Market Street Sports Group, Landisville, has been helping districts line up corporate benefactors for the past three years, and had submitted a proposal to Manheim Township before that district elected to set up Eventis Group.
Jason Jesberger, Market Street's president of marketing and one of its co-founders, at one time worked for the Manheim Township Education Foundation as site director for its Envisions division, running before- and after-school programs, summer camps and enrichment programs.
Like Kristy Lovelace, of Eventis Group, Jesberger and Market Street's other co-founder, Jeff Bertoni, earned some of their marketing chops working for the Barnstormers before starting their business.
Market Street began by soliciting corporate sponsorships for Pennsylvania Interscholastic Athletic Association events.
"No one else was doing it that we knew of," Jesberger said, but local school districts, starting with Hempfield, quickly became interested once the company began working the PIAA championships.
"Hempfield contacted us," Jesberger recalled.
Three years later, Market Street has grown to five employees handling the corporate sponsorship marketing for all PIAA events, the Big 33, the B2B Baseball & Softball Academy, Manheim, and 11 school districts, including Hempfield, Columbia, Octorara and Conestoga Valley in Lancaster County.

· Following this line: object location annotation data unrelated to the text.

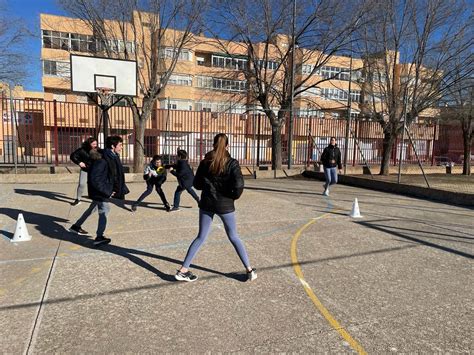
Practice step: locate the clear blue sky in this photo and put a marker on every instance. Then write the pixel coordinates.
(29, 12)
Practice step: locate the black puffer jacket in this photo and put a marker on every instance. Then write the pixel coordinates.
(81, 155)
(183, 172)
(219, 192)
(331, 157)
(100, 178)
(106, 176)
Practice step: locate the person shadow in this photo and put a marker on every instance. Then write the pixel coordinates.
(52, 227)
(61, 197)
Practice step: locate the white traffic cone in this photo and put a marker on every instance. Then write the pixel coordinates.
(21, 232)
(355, 213)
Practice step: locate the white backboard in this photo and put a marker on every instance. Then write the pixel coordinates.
(89, 73)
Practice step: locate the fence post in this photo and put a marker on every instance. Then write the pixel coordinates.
(357, 125)
(432, 144)
(200, 134)
(258, 140)
(310, 143)
(56, 144)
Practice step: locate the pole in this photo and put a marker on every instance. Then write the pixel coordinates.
(14, 131)
(200, 134)
(292, 87)
(254, 139)
(105, 120)
(258, 140)
(349, 112)
(403, 137)
(56, 143)
(165, 148)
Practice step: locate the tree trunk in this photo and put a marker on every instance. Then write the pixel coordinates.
(276, 146)
(467, 140)
(388, 140)
(139, 146)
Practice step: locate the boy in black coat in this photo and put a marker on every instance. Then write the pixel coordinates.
(185, 176)
(155, 176)
(105, 180)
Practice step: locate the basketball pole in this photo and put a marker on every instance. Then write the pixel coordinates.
(105, 120)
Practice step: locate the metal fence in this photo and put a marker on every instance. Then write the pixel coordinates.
(37, 132)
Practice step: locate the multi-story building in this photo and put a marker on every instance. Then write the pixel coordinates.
(209, 77)
(206, 78)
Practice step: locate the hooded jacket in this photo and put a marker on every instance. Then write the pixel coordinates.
(158, 176)
(81, 155)
(219, 191)
(183, 172)
(331, 157)
(106, 176)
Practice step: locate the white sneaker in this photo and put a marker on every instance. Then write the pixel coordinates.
(252, 275)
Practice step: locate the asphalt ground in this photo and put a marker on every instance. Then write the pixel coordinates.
(447, 182)
(400, 279)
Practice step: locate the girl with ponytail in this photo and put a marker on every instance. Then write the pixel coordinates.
(221, 181)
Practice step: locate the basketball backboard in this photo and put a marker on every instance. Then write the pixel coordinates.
(90, 73)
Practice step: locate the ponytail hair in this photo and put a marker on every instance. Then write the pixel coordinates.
(87, 144)
(219, 154)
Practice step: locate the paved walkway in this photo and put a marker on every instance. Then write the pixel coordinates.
(397, 280)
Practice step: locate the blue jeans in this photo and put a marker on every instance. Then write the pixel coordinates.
(82, 184)
(103, 208)
(177, 195)
(205, 221)
(331, 176)
(149, 190)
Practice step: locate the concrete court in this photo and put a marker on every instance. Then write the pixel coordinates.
(398, 280)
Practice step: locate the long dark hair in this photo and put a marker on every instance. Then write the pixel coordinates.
(87, 144)
(219, 154)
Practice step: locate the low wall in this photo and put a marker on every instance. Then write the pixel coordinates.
(454, 198)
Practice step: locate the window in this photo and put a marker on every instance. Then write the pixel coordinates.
(269, 64)
(229, 62)
(337, 73)
(355, 95)
(54, 68)
(170, 53)
(69, 41)
(182, 80)
(333, 94)
(221, 84)
(311, 92)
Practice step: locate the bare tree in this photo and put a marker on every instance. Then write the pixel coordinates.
(12, 56)
(459, 108)
(409, 52)
(263, 29)
(159, 30)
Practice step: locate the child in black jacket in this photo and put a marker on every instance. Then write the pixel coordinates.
(155, 176)
(185, 176)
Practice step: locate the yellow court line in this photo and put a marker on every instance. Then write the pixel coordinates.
(320, 307)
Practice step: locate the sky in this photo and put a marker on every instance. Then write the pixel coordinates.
(29, 11)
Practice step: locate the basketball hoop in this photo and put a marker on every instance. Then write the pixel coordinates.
(106, 95)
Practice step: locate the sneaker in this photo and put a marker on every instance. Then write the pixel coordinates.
(98, 241)
(78, 230)
(185, 276)
(252, 275)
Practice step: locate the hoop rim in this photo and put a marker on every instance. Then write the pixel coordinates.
(104, 90)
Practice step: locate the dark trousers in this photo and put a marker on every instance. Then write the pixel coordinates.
(149, 190)
(179, 190)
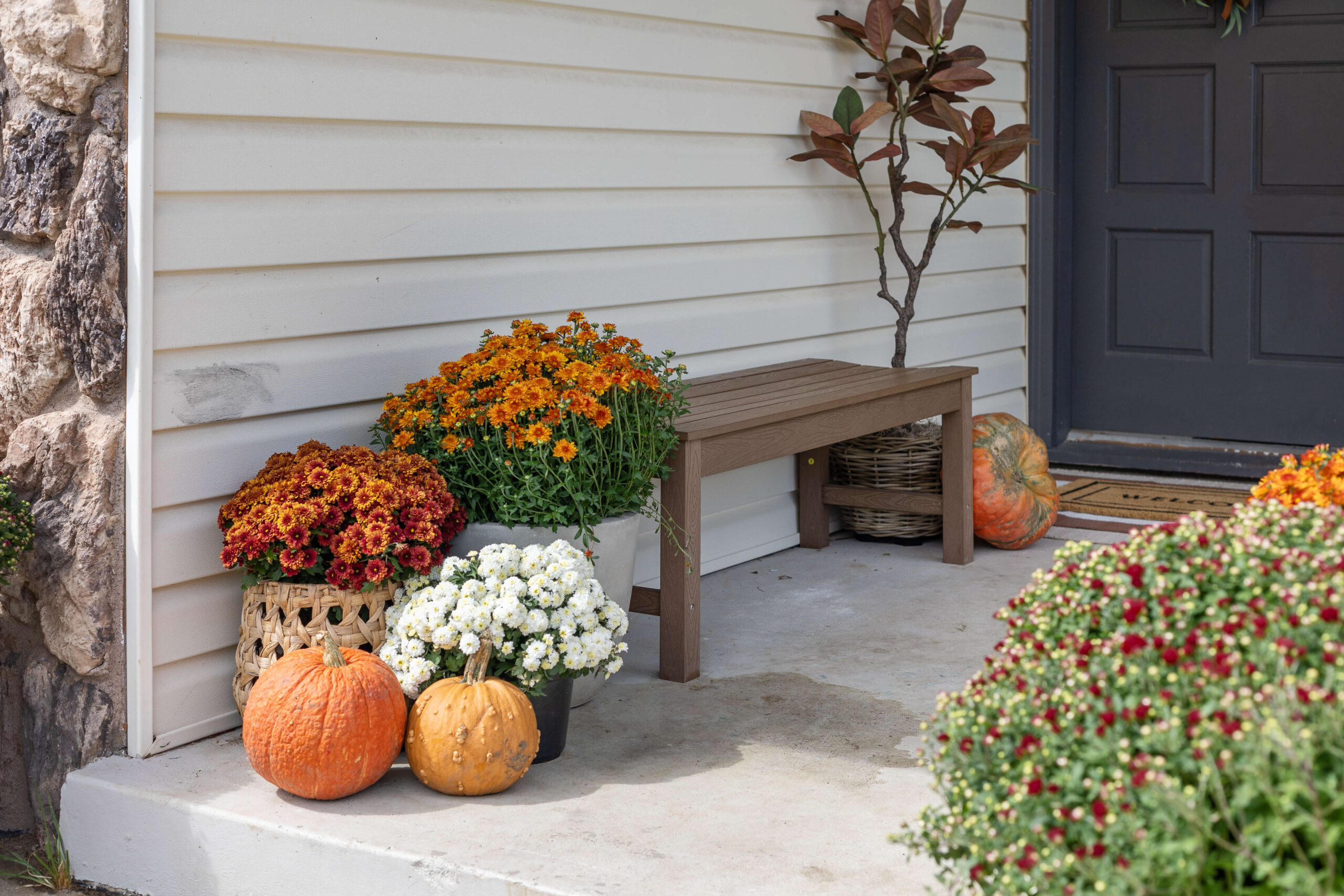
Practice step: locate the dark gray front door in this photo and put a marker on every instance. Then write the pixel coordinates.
(1209, 222)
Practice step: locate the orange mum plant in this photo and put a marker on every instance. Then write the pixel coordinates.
(347, 516)
(545, 428)
(1318, 477)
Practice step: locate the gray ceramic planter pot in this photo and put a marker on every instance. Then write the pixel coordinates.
(615, 563)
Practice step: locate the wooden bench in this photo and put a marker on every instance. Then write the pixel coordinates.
(800, 407)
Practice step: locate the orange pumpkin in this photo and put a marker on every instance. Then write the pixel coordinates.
(324, 723)
(1015, 496)
(472, 735)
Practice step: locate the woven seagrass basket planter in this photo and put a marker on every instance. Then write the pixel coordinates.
(908, 458)
(280, 617)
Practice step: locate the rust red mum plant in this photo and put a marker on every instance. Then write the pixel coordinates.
(346, 516)
(1162, 718)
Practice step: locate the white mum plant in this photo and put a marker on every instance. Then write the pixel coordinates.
(546, 614)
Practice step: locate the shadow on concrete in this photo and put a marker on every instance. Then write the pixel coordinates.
(648, 733)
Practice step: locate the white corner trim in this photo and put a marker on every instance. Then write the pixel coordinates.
(198, 730)
(140, 352)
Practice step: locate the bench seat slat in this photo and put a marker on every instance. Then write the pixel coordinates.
(882, 383)
(717, 382)
(777, 393)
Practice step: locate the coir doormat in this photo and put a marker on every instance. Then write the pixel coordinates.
(1147, 500)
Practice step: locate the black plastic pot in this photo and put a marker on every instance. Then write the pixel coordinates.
(553, 718)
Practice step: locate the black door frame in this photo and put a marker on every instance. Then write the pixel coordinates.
(1050, 275)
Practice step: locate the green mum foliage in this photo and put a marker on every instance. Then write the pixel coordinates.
(1162, 718)
(17, 530)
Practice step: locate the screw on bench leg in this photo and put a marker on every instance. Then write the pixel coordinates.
(814, 518)
(679, 606)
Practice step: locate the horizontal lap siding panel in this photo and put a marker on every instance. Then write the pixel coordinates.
(197, 617)
(1014, 402)
(207, 78)
(194, 690)
(570, 35)
(195, 462)
(250, 379)
(253, 155)
(792, 16)
(215, 308)
(252, 230)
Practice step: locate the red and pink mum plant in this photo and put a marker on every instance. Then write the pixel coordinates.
(347, 516)
(1164, 716)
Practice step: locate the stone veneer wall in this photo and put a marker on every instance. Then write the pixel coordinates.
(62, 392)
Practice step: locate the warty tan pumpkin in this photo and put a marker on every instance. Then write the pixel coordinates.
(472, 735)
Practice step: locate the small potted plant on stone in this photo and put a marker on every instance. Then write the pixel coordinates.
(323, 536)
(17, 529)
(542, 610)
(549, 433)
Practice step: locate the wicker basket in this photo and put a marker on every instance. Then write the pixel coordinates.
(908, 458)
(280, 617)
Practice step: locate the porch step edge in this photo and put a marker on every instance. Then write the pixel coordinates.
(156, 844)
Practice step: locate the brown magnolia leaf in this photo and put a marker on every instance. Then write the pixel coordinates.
(878, 26)
(890, 151)
(824, 125)
(908, 26)
(960, 78)
(949, 18)
(822, 154)
(905, 68)
(954, 120)
(954, 159)
(1012, 182)
(930, 19)
(844, 23)
(968, 56)
(873, 113)
(983, 124)
(839, 141)
(925, 116)
(843, 167)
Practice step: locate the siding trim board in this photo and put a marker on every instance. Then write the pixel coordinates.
(339, 196)
(140, 288)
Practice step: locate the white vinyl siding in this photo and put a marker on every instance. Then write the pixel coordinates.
(349, 193)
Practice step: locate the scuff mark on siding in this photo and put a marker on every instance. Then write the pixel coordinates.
(222, 392)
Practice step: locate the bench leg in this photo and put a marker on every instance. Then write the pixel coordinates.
(814, 516)
(959, 536)
(679, 613)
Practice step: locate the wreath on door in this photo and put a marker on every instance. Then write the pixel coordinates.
(1233, 13)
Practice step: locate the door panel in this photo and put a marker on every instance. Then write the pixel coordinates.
(1209, 222)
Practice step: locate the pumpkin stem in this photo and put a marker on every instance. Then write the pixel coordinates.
(332, 656)
(479, 664)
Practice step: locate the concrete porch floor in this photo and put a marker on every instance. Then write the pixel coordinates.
(781, 770)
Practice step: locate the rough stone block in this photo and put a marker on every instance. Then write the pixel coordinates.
(32, 359)
(41, 172)
(61, 50)
(69, 467)
(15, 809)
(84, 293)
(68, 723)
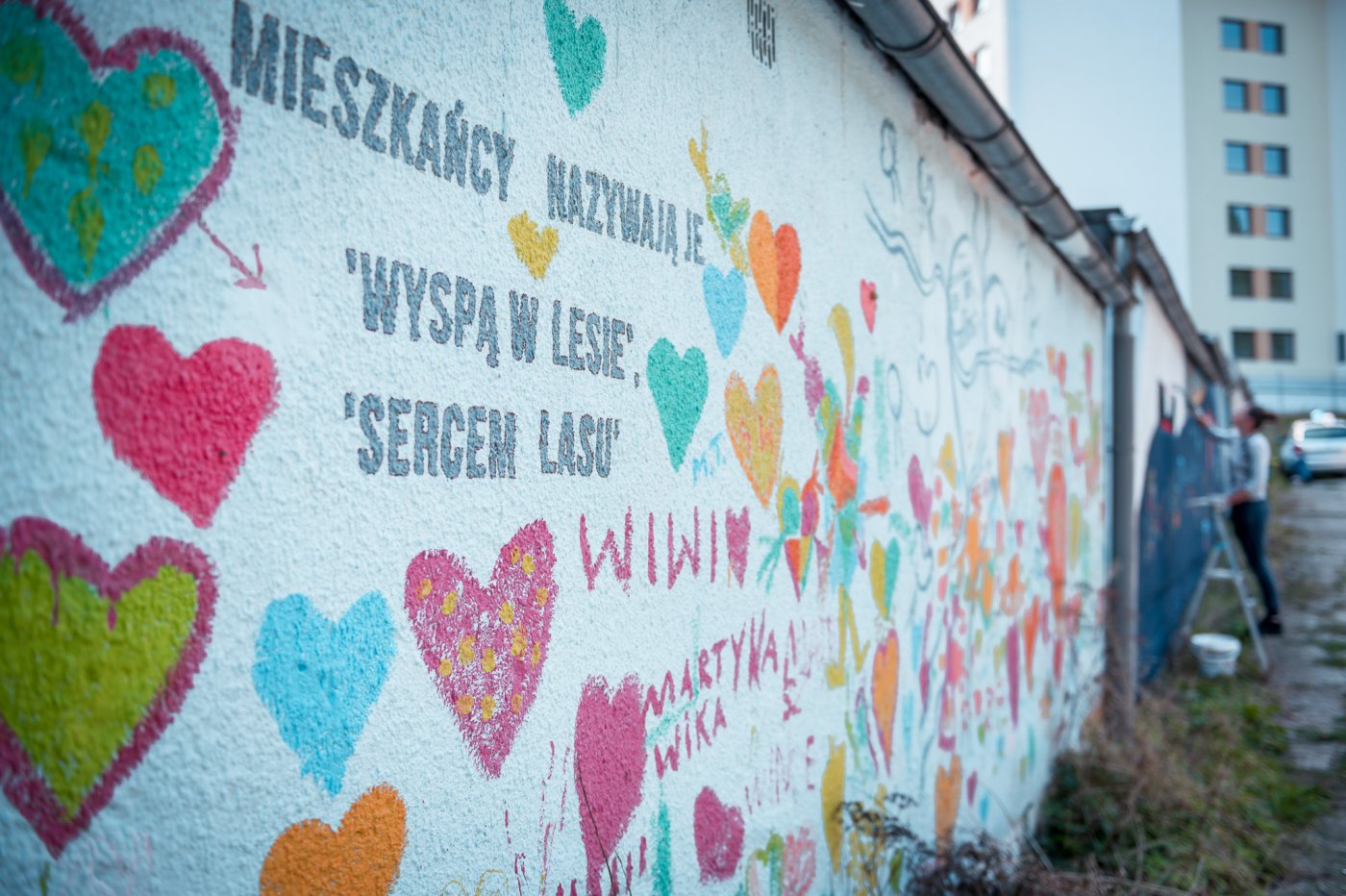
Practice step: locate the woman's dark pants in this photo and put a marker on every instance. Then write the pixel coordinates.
(1249, 521)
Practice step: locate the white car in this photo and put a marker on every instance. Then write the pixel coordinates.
(1319, 443)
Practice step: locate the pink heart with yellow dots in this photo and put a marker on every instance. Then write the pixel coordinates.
(486, 646)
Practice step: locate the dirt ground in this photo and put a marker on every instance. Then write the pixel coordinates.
(1309, 674)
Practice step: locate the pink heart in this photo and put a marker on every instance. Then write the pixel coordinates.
(719, 835)
(919, 492)
(184, 423)
(486, 646)
(609, 768)
(868, 302)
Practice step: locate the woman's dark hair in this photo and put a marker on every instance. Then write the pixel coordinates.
(1260, 416)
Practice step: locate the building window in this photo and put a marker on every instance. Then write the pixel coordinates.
(1278, 222)
(1274, 98)
(1244, 344)
(1269, 39)
(1276, 161)
(1282, 284)
(1235, 96)
(1282, 346)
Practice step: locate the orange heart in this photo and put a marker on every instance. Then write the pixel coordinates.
(885, 684)
(776, 266)
(362, 856)
(756, 427)
(948, 785)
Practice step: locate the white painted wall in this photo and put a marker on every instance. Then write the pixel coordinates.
(964, 461)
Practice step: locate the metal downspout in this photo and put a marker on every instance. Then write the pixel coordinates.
(914, 36)
(1123, 678)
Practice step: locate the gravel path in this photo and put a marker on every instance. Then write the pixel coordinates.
(1309, 672)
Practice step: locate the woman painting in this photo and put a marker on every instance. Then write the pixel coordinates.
(1251, 465)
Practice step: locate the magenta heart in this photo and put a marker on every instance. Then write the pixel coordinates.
(486, 646)
(719, 835)
(66, 558)
(921, 497)
(868, 302)
(184, 423)
(609, 768)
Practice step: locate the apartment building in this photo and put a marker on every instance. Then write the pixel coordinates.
(1222, 124)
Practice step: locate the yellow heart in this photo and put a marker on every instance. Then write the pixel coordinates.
(535, 249)
(756, 424)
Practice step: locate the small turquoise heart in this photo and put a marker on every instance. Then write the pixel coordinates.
(729, 214)
(578, 53)
(679, 386)
(105, 155)
(319, 680)
(726, 299)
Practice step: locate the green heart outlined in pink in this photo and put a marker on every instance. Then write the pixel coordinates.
(105, 155)
(579, 53)
(94, 662)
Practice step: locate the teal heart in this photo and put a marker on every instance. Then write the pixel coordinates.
(679, 386)
(578, 53)
(101, 151)
(730, 215)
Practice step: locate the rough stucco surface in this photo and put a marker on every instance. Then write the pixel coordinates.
(793, 499)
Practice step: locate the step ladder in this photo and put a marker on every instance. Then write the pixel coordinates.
(1224, 565)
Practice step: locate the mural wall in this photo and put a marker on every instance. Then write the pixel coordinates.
(1177, 459)
(545, 447)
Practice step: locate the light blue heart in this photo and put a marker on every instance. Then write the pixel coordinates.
(319, 680)
(726, 299)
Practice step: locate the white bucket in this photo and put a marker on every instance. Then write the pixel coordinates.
(1217, 654)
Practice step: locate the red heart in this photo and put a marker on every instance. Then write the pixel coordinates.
(184, 423)
(609, 768)
(868, 302)
(486, 646)
(719, 835)
(776, 266)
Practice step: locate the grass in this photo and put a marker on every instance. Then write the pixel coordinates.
(1204, 801)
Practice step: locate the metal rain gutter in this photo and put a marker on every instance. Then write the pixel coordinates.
(914, 36)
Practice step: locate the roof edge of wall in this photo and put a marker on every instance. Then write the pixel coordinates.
(915, 37)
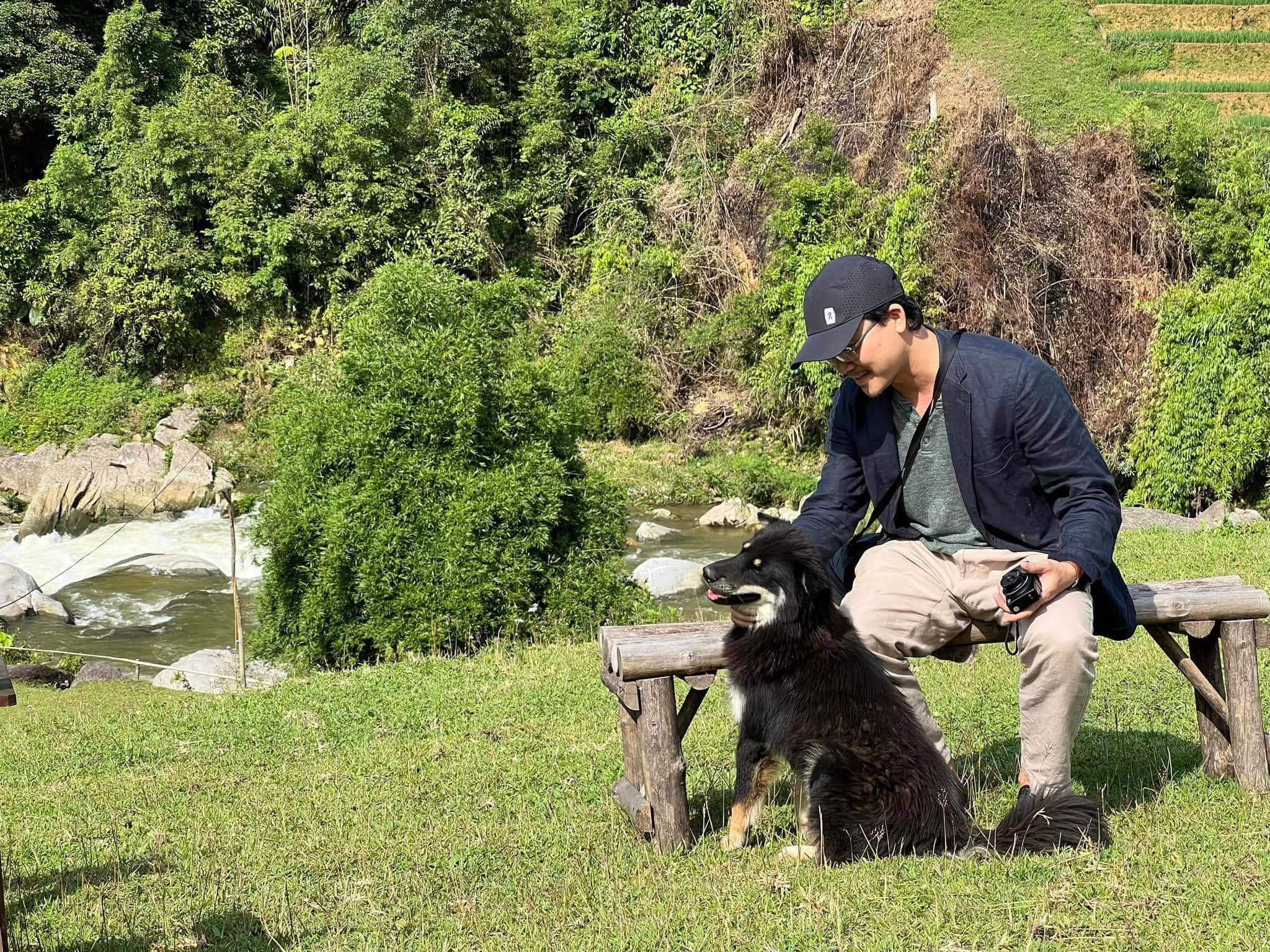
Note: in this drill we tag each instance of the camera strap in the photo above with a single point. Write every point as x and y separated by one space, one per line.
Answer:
916 444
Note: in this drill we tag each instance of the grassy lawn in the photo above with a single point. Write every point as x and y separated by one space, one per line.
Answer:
1048 59
461 803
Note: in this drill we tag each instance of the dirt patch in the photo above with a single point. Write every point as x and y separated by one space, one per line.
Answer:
1231 104
1215 63
1210 17
1254 18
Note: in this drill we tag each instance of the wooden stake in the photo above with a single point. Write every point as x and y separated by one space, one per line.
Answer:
665 772
238 612
4 917
1244 700
1213 731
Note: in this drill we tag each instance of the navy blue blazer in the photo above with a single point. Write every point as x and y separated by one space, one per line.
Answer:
1028 470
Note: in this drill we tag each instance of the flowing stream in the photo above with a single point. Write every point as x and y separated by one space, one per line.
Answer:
163 617
139 615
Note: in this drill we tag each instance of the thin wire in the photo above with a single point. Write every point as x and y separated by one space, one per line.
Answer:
122 526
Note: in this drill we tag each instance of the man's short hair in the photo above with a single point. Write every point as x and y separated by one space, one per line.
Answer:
912 311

The company's revenue last year was about $800,000, Jesberger said, and is expected to grow to about $1.4 million in the coming year.
He said that 70 percent of all the money goes back to the schools to support their programs with Market Street retaining 30 percent to do the fulfillment.
"Some [school districts] are pulling in well over $150,000 a year in sponsorships," Jesberger said, while other smaller districts may be making only $20,000.
Unlike Eventis, Market Street doesn't rent out facilities or assist community groups in organizing their events.
It does however, offer some TV and Web site tie-ins and works with some national sponsors, such as Nike and Nationwide Insurance, that are interested in programs in multiple districts.
Market Street has also begun arranging for credit unions to establish branches within the schools, including a branch of the Wheatland Federal Credit Union at Hempfield High School.
The banks work with the schools to teach the students financial literacy, Jesberger said.
"We have a lot of tools we can pull out when we're speaking with a company," he said.